After much reflection I have come away with a few random thoughts.
1. The jump from the marathon distance to the 50K distance is really not a big one. The jump from the 50k distance to a 50 miler, is huge. A totally different animal altogether. Don't get me wrong road marathon's are very hard and bring their own sense of pain, especially if you are racing them which I do not do. The 50K distance is very challenging and at times suffering is present however the suffering is often limited and at least for me usually lasts for a very brief time because before you know it your finished.
2. The suffering in this particular 50 miler was long and pronounced. It seemed to really start somewhere around mile 36 or so for me. Fourteen miles of suffering is a really really long time. I run these races simply to finish and am in no way running competitively or looking to place in my particular age group. The heat was a killer and in a way was a good thing. I now see the value of what this race was for my training heading into Oil Creek. There were many lessons to be learned here. Foot care, chafing, heat related exhaustion, drop bags, looped courses. So many great things to mull over.

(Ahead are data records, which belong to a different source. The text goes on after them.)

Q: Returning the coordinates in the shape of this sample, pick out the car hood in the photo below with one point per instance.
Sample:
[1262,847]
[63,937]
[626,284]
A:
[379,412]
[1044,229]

3. It was the perfect trap, very easy flat single track coupled with crippling heat and humidity. It lulled most runners into a dangerous game of glutinous excitability. Run it fast, beat the heat, finish quick. A few could do it and last, but most could not. In the end what I should have done was tamper my excitement and slow down in order to last the duration. But yet the course was just so damn runnable.
4. I can't wait to run another 50 miler. Now I know what they are and how to mentally approach the distance. For now I have a very busy summer loaded with marathons and 50k's prepping for Oil Creek 100. Yee Haw!